Warum also gerieten die skandinavischen Medien, ob Funk, Fernsehen oder Zeitungen, dann allesamt derart außer Rand und Band wie in diesen Tagen?
Vielleicht, weil dieser 19jährige Norweger im Nachhinein behauptet: „Es motivierte mich, mich selbst zu täuschen.“ Was er vorhatte, wohin es ihn in diesem verschobenen Olympiajahr treiben könne – das alles verschweigt Jakob Ingebrigtsen ebenso wie sein Vater Gert, der zugleich sein Trainer ist.
Auch Jakobs ebenfalls überaus schnellen Brüder Filip (Europameister 2016) und Henrik (Europameister 2012) flüchten sich in nichtssagende Floskeln („Es dauert nicht mehr lange, bis wir rennen“) oder in verdrehten Metaphern: „Vielleicht gibt es in der nächsten Kurve ein richtiges Rennen“ (Henrik Ingebrigtsen).
Was bleibt, sind – wie leider immer – unausgesprochene Zweifel.
Vor allem am Zustandekommen ihrer Leistungsfähigkeit.
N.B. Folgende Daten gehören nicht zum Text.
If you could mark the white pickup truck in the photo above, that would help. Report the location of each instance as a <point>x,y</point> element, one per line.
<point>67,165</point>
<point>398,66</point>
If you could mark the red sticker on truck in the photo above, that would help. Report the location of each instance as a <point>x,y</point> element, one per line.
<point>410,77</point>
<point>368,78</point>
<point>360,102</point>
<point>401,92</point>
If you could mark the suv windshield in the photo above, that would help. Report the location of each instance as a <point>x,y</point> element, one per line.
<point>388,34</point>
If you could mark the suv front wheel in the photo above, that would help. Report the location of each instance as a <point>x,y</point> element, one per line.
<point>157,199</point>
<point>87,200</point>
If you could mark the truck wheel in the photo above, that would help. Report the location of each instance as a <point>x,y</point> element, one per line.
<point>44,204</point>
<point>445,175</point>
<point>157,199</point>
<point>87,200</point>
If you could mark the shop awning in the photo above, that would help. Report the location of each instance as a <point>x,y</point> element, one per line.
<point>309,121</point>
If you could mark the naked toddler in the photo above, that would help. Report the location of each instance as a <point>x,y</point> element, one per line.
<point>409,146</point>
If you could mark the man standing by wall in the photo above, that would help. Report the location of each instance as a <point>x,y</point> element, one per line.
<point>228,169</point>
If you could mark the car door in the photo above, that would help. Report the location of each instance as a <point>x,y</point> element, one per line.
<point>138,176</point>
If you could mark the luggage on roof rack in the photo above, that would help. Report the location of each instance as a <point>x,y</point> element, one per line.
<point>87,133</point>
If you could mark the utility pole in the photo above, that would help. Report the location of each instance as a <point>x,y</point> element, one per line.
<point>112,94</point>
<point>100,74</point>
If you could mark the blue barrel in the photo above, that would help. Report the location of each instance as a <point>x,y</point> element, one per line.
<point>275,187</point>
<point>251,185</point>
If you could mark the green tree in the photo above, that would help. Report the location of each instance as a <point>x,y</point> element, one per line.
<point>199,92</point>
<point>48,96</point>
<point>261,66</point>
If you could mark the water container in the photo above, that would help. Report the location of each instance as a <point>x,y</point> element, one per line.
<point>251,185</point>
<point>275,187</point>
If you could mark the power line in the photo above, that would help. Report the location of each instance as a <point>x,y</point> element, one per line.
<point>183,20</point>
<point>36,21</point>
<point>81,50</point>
In erster Linie an der des erst 19 Jahre alten Jakob Ingebrigtsten, des aktuellen Europameisters über 1500 und 5000 Meter. An Ergebnissen, die als Teenager vor ihm niemand auch nur annähernd erzielt hat.
Geht das alles wirklich mit rechten Dingen zu?
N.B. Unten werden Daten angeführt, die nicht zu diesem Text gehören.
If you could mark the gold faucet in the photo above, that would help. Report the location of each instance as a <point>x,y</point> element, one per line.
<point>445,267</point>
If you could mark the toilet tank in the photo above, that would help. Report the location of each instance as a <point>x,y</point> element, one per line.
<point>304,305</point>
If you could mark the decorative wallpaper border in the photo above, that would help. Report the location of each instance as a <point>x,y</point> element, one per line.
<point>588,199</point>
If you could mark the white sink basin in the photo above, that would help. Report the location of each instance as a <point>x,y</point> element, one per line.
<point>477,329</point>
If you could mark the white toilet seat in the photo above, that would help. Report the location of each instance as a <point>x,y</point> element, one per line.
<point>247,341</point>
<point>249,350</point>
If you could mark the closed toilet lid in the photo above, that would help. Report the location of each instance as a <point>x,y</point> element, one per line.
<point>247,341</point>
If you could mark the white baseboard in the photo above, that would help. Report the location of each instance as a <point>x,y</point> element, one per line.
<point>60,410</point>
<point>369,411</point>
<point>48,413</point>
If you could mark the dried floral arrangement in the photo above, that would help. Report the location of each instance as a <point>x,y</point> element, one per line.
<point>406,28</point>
Das fragte sich schon bei den europäischen Meisterschaften 2018 in Berlin der derzeit beste deutsche 1500-Meter-Spezialist Timo Benitz. Es war, als Filip Ingebrigtsen – nach einem Sturz – einen Rückstand von sechzig Metern, ruckzuck, aufgeholt hatte und dann an allen vorbei geflogen war. Benitz sagte damals im ARD-Fernsehen: „Das ist schon krass, das sehe ich als Leistungssportler, der auch jeden Tag trainiert, kritisch.“
Das International Journal of Sports Science and Coaching aus dem englischen Winchester kommt – entgegen solcher Zweifel – nun zu dem Schluss, dass „eine aktive Kindheit, ein schrittweises Fortschreiten des Trainingsvolumens an und über der anaeroben Schwelle sowie eine achtsame Überwachung und Regulierung des Trainings die Gebrüder im Distanzlauf auf ein internationales Niveau gebracht hat.“
Ihre wöchentliche Trainingsleistung liege zwischen 140 und 160 Kilometer, wobei bis zu 25 Prozent über der anaeroben Schwelle liegen sollen. Das alles reißt einen, im Vergleich zu erfolgreichen anderen Trainingsplänen, nicht gerade vom Sockel.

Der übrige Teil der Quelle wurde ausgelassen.